Demek ki Erdoğan bu memleketteki bir numaralı FETÖ’cüymüş.

Bu gerçeği ne zaman öğrendi acaba CHP lideri?

Çok uzağa gitmeyelim.

Bugün Saray’ın arka bahçesinde dolaşan MHP lideri Bahçeli ile gizlice ortak aday belirleyip "Ekmek için Ekmeleddin" diyerek Erdoğan’ın tereyağından kıl çeker gibi cumhurbaşkanı seçilmesini sağlayan Kılıçdaroğlu herhalde bilmiyordu o zamanlar "FETÖ’nün bir numaralı siyasi ayağının" kim olduğunu.

Diyelim ki, AKP’nin iktidarı yitirdiği 1 Haziran seçimleri sonrası Davutoğlu’yla milleti oyalayıp erken seçimin yolunu açan "istikşafi görüşmeler" yaparken de Erdoğan’ın "FETÖ’nün bir numaralı siyasi ayağı" olduğunu bilmiyordu.

Erdoğan, HDP’li milletvekillerini içeri atmak için dokunulmazlıkların kaldırılması hamlesini yaparken "Anayasaya aykırı ama ‘evet’ diyeceğiz" kararını açıklarken de "FETÖ’nün bir numaralı siyasi ayağı"nın kim olduğunu hala öğrenememişti diyelim.

İyi niyetimizi koruyalım ve 15 Temmuz darbe girişimi sonrasında "Yenikapı Ruhu"na katılmak için koşa koşa AKP’nin mitingine giderken de "FETÖ’nün bir numaralı siyasi ayağı"nın kim olduğunu bilmediğini varsayalım.

16 Nisan referandumunda oylarının çalınmasına tepki gösterip o gece başlayan protesto gösterilerini bastırırken, özellikle kendi tabanını geri çekip hileli seçimi meşrulaştırırken de bilmiyordu "FETÖ’nün bir numaralı siyasi ayağı"nın kim olduğunu.

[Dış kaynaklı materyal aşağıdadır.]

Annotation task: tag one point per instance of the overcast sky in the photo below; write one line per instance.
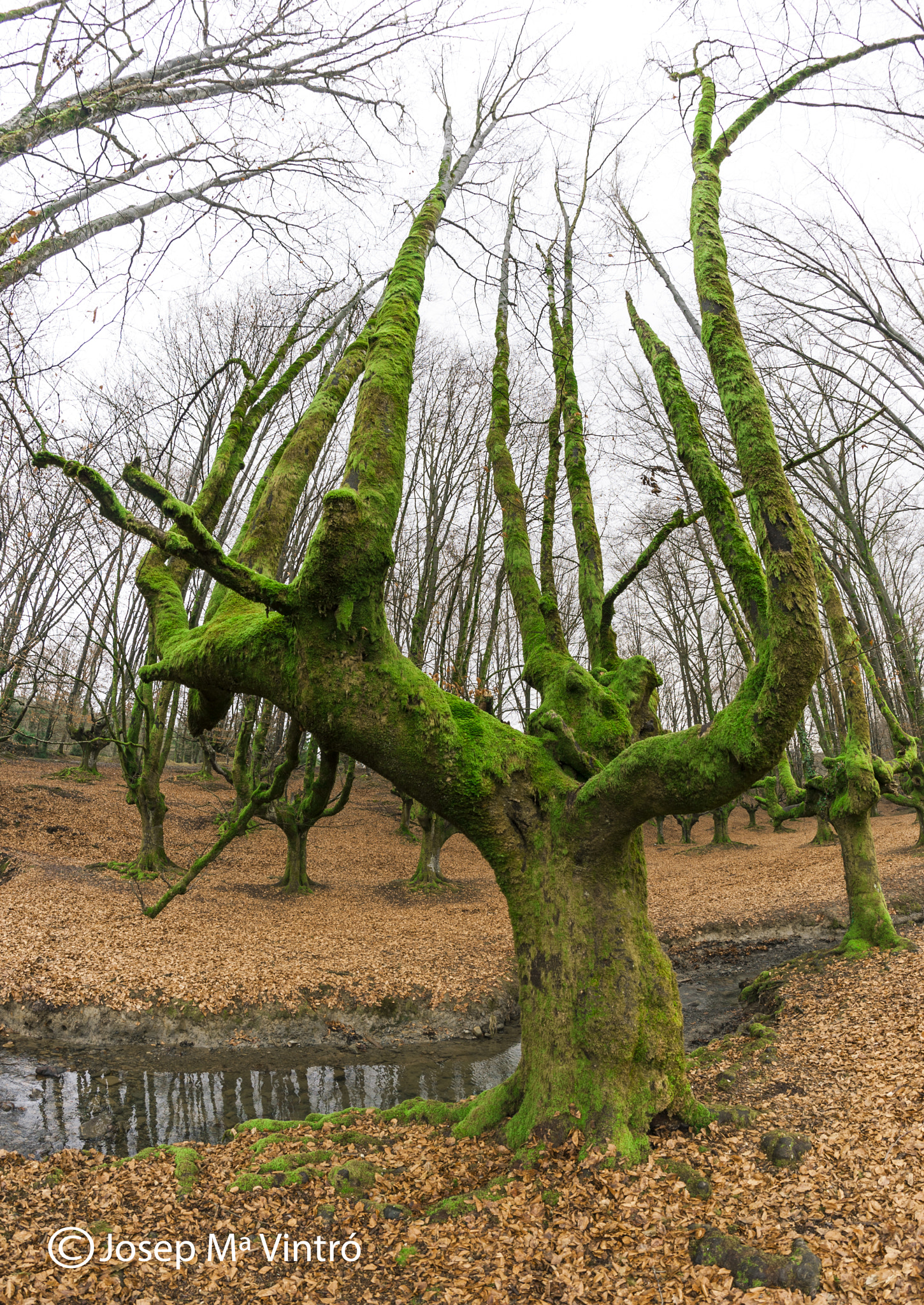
(596, 46)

Açık olan şu ki Kılıçdaroğlu "FETÖ’nün bir numaralı siyasi ayağı"nın kim olduğunu bilmediği için Erdoğan’ın hamleleri karşısında tutum almakta zorlandı, ne yapacağını bilemedi.

Son birkaç yıldır özellikle milliyetçilik açısından Erdoğan’ı sıkıştırmak için "Yunanlılar adalarımızı işgal etti" diye özellikle "ulusolcular" yaygara kopartıyor.

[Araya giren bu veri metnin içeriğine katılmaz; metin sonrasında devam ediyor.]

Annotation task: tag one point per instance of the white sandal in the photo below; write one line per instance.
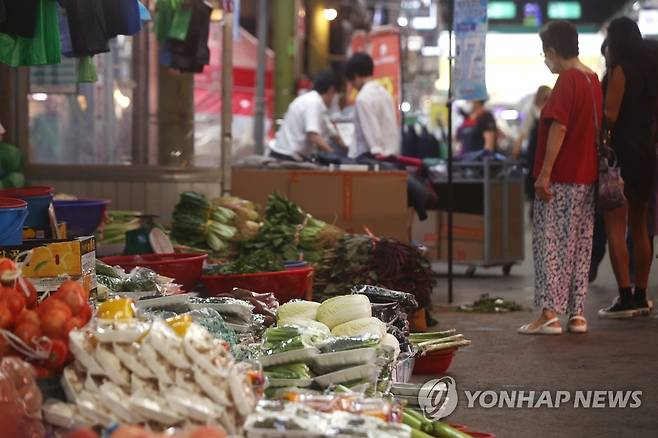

Erdoğan da hiç oralı olmuyor.

Erdoğan’ın sessizliğinden kendisine bir siyaset alanı bulduğunu düşünen Kılıçdaroğlu birkaç ay önce kükredi:

"2019’da gelip o adaların hepsini alacağım."

Hatta Yunanistan’da yaşayan bir arkadaşım bu açıklamayı duyunca büyük bir korkuyla beni aramıştı:

"Sizin müthiş bir Deniz Kuvvetleri Komutanınız varmış Kılıçdaroğlu adında..."

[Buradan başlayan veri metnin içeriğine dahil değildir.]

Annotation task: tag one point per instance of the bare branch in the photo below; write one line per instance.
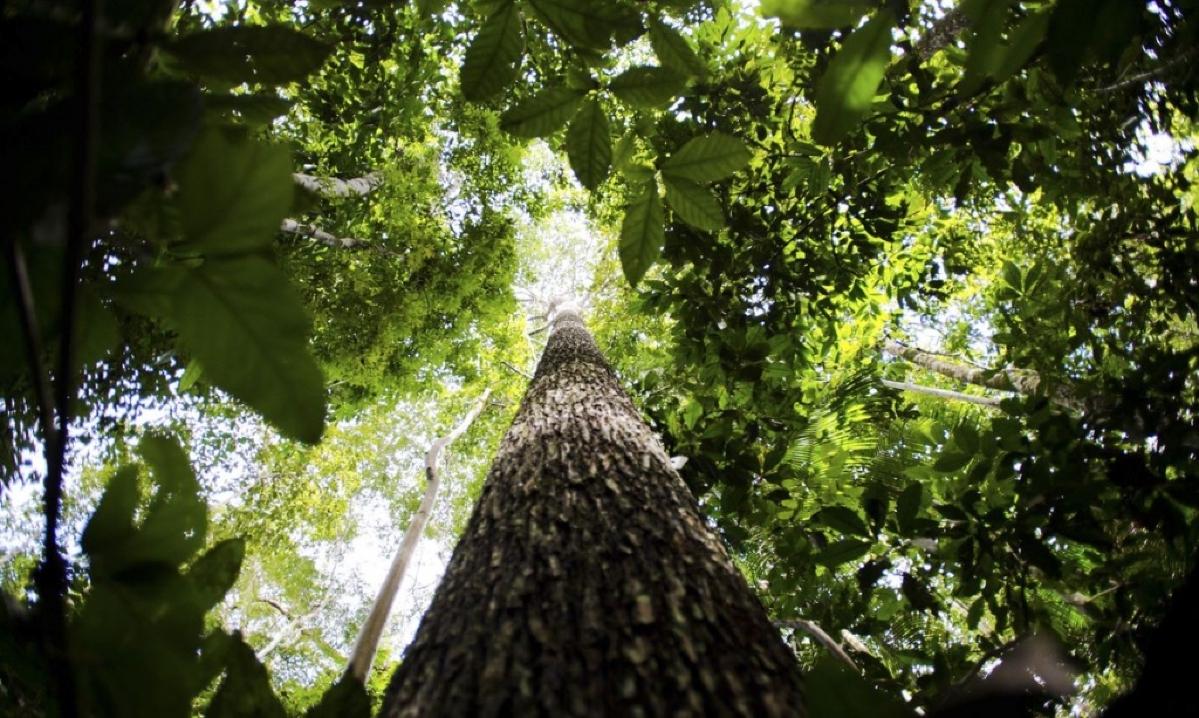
(321, 236)
(368, 639)
(333, 187)
(823, 638)
(944, 393)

Bu güne kadar yaptığı yalpalamaların nedeni hep "FETÖ’nün bir numaralı siyasi ayağı"nin kim olduğunu bilmemesiydi.

Ankara "Salih Müslim’i kırmızı halı" ile karşılayıp görüşürken Kılıçdaroğlu da "YPG’yi terör örgütü olarak değil, vatanını kurtarmak için örgütlenmiş bir oluşum olarak" görüyordu.

Ancak Erdoğan Afrin harekatını AKP kongrelerinde müjdelerken, birden bire Afrin Kılıçdaroğlu için "milli mesele" oldu.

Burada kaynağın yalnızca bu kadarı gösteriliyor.